Contact: Harriet Laird

STARKVILLE, Miss.--The Carnegie Foundation for the Advancement of Teaching announced today that Mississippi State University is receiving the 2010 Community Engagement Classification.
Carnegie Foundation President Anthony Bryk cited MSU's excellent alignment among mission, culture, leadership, resources, and practices in support of "dynamic and noteworthy community engagement."
He said, "You were able to give examples of exemplary institutionalized practices of community engagement, and you also documented evidence of this in a coherent and compelling response to our classification framework."
Among projects submitted by the university for the Carnegie application were:
--Body Walk, an MSU Extension partnership with Blue Cross Blue Shield of Mississippi, which takes elementary students through a mobile display of making healthy food choices and developing a healthy lifestyle;
--Camp Jabber Jaw, an alliance between MSU's T.K. Martin Center for Technology and Disability and the Mississippi Department of Rehabiliation Services, which helps individuals with augmentative and alternative communication skills; and the
--Harrison County Beach Project, an effort of the MSU Department of Landscape Architecture's Center for Sustainable Design and the U.S. Army Corps of Engineers in Harrison County, which provides landscape design and vegetation assistance in restoring the hurricane-damaged coastal beachfront.

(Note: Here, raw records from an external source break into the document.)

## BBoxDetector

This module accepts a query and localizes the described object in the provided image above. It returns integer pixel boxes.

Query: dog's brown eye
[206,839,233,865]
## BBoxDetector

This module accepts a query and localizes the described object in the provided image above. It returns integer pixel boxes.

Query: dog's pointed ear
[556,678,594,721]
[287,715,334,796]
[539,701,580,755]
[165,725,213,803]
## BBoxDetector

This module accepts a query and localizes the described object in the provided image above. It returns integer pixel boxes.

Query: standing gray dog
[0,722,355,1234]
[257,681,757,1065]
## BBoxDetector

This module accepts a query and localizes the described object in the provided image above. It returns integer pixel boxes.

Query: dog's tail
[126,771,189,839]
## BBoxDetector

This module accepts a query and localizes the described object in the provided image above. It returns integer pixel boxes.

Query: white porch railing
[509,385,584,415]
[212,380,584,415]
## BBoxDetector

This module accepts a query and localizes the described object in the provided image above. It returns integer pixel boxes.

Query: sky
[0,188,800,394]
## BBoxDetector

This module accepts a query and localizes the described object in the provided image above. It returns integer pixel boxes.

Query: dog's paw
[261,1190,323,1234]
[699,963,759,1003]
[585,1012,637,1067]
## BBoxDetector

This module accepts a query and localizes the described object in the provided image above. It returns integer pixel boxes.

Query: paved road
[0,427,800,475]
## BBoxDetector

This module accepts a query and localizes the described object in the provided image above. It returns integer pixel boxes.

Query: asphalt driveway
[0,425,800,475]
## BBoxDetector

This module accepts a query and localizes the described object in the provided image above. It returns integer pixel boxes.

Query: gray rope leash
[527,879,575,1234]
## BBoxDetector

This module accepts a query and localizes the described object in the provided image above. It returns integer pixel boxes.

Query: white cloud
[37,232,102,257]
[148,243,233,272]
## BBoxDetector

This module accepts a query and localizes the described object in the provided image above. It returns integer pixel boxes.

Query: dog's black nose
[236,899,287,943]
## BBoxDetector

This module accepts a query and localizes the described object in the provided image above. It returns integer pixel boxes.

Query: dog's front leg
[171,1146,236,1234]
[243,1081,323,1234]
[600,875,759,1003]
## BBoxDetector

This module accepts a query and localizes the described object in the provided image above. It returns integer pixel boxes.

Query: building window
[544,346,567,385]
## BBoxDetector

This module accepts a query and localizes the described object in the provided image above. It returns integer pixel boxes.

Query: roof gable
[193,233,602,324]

MSU President Mark Keenum said that the Carnegie Classification process has been an excellent way for the university to showcase its commitment to local communities and identify more ways for students to be involved in service learning.

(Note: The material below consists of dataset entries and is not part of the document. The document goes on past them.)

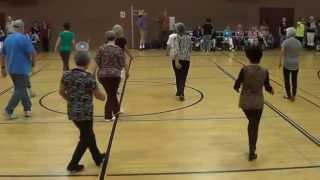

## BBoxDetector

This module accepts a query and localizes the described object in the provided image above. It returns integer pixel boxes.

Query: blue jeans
[5,74,31,114]
[202,35,212,51]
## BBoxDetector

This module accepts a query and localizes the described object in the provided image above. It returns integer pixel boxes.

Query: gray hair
[175,22,186,35]
[112,24,123,37]
[287,27,296,38]
[74,51,91,67]
[105,31,116,42]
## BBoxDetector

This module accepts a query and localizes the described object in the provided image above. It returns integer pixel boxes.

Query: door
[260,8,295,44]
[0,12,6,31]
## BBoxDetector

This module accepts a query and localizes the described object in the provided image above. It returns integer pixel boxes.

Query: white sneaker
[104,116,116,122]
[2,110,18,120]
[24,111,32,117]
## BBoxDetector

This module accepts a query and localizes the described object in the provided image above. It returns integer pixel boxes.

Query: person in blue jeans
[0,20,36,120]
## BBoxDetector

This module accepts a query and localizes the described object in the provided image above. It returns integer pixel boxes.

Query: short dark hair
[63,22,71,30]
[74,51,91,67]
[246,45,263,64]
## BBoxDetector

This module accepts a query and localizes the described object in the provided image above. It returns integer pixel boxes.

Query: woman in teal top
[55,23,75,71]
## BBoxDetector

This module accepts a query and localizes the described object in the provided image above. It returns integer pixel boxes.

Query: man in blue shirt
[0,20,36,119]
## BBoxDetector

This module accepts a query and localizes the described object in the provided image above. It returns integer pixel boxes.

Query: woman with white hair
[112,24,134,61]
[172,23,192,101]
[279,27,302,102]
[93,31,129,121]
[307,16,317,48]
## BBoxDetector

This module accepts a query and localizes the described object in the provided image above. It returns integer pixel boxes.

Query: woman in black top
[279,17,289,46]
[59,51,105,172]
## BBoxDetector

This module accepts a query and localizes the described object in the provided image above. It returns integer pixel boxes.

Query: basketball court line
[0,165,320,178]
[215,63,320,147]
[229,56,320,102]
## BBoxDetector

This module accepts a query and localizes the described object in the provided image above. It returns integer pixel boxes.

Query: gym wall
[0,0,320,47]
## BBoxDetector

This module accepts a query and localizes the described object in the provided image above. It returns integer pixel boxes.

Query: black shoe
[67,164,84,173]
[96,153,106,166]
[248,153,258,161]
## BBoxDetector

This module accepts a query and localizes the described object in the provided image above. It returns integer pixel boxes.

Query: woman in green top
[55,23,75,71]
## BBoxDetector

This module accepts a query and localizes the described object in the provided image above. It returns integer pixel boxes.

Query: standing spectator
[6,16,14,35]
[279,17,288,45]
[1,20,36,119]
[235,24,245,50]
[55,23,75,71]
[137,10,148,50]
[93,31,129,121]
[59,51,105,172]
[202,18,213,52]
[296,18,305,44]
[223,25,234,51]
[307,16,317,48]
[159,10,170,49]
[172,23,192,101]
[234,45,274,161]
[0,26,6,54]
[279,27,302,102]
[316,20,320,51]
[40,21,50,52]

"In addition to our focus on students' academic success, service is one of the university's core mssions. This designation reflects the work that has gone into providing service opportunities where students can be prepared in a world that is becoming more interconnected each day," he said.
For more than three decades the Carnegie Classification has been the leading instrument used by researchers for defining institutional diversity in U.S. higher education. Until 2006, the distinction was derived entirely from existing empirical data before the addition of the "elective" Community Engagement Classification, which allows voluntary participation.

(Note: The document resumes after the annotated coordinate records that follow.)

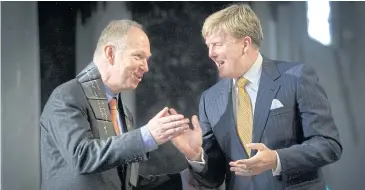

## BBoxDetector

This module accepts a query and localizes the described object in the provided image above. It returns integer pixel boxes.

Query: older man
[40,20,189,190]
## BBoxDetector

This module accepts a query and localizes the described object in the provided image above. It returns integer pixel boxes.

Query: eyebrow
[132,51,152,58]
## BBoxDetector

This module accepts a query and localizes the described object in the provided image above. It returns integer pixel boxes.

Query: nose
[142,59,149,73]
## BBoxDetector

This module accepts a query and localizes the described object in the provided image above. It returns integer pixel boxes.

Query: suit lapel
[251,58,280,156]
[118,93,136,131]
[76,63,116,139]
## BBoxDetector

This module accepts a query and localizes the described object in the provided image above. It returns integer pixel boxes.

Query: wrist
[271,150,278,170]
[188,148,202,162]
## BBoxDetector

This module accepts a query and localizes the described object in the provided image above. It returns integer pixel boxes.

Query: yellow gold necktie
[236,77,253,156]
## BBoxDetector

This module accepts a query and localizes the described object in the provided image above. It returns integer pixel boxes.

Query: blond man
[171,4,342,190]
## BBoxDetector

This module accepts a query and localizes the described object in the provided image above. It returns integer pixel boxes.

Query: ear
[242,36,252,54]
[104,45,115,65]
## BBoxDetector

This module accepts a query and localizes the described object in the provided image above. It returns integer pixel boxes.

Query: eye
[133,54,143,60]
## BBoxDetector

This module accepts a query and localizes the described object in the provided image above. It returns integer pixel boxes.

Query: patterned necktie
[237,77,253,157]
[109,97,120,136]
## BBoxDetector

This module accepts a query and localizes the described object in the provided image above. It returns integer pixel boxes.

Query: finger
[158,114,184,124]
[153,107,168,119]
[234,172,255,177]
[169,108,179,115]
[162,118,190,131]
[230,167,253,176]
[161,125,189,138]
[246,143,266,151]
[191,115,201,130]
[233,156,260,168]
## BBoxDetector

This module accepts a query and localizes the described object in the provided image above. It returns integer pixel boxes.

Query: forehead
[205,31,234,44]
[126,28,151,56]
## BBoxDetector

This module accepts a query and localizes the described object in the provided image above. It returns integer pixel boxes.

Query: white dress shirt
[188,54,281,176]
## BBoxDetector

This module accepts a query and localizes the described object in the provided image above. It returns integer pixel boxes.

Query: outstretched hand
[169,108,203,161]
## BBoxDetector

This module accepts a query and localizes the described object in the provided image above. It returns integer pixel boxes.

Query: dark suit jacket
[191,58,342,190]
[40,63,181,190]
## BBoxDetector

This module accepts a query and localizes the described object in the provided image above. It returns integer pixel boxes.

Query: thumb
[153,107,169,119]
[191,115,200,129]
[246,143,265,151]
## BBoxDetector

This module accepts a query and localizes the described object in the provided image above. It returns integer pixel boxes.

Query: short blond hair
[202,4,264,47]
[95,20,143,53]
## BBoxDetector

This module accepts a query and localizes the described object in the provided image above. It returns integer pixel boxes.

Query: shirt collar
[104,84,118,102]
[233,53,263,89]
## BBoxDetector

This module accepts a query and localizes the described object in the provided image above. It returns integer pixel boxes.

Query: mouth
[215,61,224,68]
[134,73,143,82]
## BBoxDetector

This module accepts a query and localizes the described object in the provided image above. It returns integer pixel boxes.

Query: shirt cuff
[272,151,281,176]
[186,148,205,172]
[141,125,158,152]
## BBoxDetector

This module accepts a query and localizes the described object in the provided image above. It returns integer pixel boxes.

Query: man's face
[205,31,245,78]
[107,27,151,93]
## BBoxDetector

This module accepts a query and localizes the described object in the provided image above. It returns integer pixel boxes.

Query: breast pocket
[270,107,291,116]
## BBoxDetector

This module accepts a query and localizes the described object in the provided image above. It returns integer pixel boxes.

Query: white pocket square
[270,99,284,110]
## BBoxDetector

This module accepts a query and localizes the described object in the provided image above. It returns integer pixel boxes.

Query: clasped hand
[229,143,277,176]
[147,107,190,145]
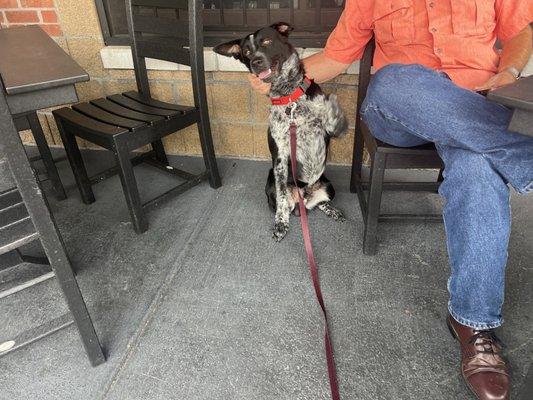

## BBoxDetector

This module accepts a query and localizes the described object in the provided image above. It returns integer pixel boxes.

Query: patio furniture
[350,40,443,255]
[487,75,533,136]
[53,0,221,233]
[0,25,89,200]
[0,82,105,366]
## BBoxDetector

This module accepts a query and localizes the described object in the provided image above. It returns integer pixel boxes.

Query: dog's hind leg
[305,175,346,222]
[265,168,276,212]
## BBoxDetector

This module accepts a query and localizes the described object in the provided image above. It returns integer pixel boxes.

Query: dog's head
[213,22,296,82]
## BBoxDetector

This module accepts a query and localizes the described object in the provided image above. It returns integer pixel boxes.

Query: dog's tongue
[257,68,272,79]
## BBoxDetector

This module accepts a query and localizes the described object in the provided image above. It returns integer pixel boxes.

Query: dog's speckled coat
[214,23,348,241]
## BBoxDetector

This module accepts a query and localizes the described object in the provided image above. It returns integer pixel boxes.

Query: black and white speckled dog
[214,22,348,241]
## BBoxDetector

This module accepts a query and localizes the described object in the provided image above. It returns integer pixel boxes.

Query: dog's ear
[213,39,241,57]
[270,22,294,36]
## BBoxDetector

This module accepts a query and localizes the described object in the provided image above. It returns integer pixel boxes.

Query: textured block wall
[0,0,357,164]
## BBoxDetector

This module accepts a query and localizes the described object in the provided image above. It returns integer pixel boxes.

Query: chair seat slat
[107,94,180,118]
[52,107,128,136]
[72,103,146,130]
[122,91,195,113]
[133,14,189,40]
[91,99,165,123]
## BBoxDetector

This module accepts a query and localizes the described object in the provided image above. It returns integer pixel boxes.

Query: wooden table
[0,25,89,199]
[487,75,533,136]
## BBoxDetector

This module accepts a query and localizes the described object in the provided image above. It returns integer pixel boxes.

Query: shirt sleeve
[324,0,372,64]
[495,0,533,42]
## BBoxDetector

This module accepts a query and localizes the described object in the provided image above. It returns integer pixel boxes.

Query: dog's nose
[252,58,263,68]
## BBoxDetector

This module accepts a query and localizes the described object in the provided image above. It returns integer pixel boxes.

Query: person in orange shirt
[250,0,533,400]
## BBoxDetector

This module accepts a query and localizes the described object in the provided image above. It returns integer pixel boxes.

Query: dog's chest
[270,102,327,184]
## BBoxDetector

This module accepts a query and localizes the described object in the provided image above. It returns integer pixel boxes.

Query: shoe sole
[446,318,509,400]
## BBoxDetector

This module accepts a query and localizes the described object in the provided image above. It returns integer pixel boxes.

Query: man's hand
[474,70,516,92]
[248,74,270,94]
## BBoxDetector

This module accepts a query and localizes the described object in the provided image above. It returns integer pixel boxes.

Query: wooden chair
[0,81,105,366]
[350,40,443,254]
[53,0,221,233]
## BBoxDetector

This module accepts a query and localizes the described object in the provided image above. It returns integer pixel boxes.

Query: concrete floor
[0,148,533,400]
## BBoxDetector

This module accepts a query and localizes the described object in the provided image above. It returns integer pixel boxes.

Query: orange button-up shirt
[324,0,533,89]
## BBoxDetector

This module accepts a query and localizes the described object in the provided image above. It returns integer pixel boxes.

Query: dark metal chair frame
[0,82,105,366]
[53,0,221,233]
[350,39,443,255]
[13,111,67,200]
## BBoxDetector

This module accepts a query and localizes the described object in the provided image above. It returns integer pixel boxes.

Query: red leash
[289,121,340,400]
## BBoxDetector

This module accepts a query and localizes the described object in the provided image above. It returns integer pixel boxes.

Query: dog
[213,22,348,241]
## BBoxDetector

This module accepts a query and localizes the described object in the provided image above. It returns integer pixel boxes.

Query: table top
[0,25,89,95]
[487,75,533,113]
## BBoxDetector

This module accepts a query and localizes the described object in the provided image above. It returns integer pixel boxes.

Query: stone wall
[0,0,356,163]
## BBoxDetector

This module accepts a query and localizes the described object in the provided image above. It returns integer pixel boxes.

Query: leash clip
[289,101,297,122]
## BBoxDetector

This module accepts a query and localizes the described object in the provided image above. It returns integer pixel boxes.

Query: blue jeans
[361,64,533,329]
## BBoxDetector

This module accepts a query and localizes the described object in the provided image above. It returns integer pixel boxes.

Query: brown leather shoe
[446,315,510,400]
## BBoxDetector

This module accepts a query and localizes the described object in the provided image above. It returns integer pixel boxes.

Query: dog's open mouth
[257,68,272,81]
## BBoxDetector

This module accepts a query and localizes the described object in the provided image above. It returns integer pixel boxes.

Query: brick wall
[0,0,63,37]
[0,0,357,164]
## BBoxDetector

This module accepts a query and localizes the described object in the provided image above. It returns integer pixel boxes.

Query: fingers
[248,74,270,94]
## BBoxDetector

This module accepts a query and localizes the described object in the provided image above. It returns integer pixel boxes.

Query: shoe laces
[468,330,505,353]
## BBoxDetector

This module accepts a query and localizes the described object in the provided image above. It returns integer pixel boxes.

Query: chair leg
[350,126,365,193]
[198,110,222,189]
[152,140,168,165]
[26,112,67,200]
[55,118,95,204]
[114,143,148,233]
[363,152,387,255]
[435,167,444,194]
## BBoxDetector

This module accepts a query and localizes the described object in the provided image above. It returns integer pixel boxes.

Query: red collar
[270,76,313,106]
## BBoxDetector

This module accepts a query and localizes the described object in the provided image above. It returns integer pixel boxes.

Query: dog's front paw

Tim Chamblee, director of MSU's Office of Institutional Research and Effectiveness, said that while the Carnegie application process highlighted the outstanding community partnerships that currently exist, it also provides a catalyst to improve and sustain partnerships and to build additional ones.
"These partnerships will allow our students, graduates, faculty, and staff to reach out to communities around the state, nation and world," he explained.
Supporting MSU's application, along with Chamblee, were committee members Lisa Harris, associate vice president for Student Affairs; April Heiselt, assistant professor, counseling and educational psychology; Gary Jackson, director, MSU Extension; and Cade Smith, director, Office of Student Leadership and Community Engagement.
The university received the honor along with three other higher education institutions in the state, including Jackson State University, Millsaps College, and the University of Southern Mississippi. Mississippi State is one of 115 institutions being added to Carnegie's Community Engagement Classification completed in 2006 and 2008, bringing the total to 311 nationwide.
Founded by Andrew Carnegie in 1905 and chartered in 1906 by an act of Congress, the Carnegie Foundation for the Advancement of Teaching is an independent policy and research center. Its current mission is to support needed transformations in American education through tighter connections between teaching practice, evidence of student learning, the communication and use of this evidence, and structured opportunities to build knowledge.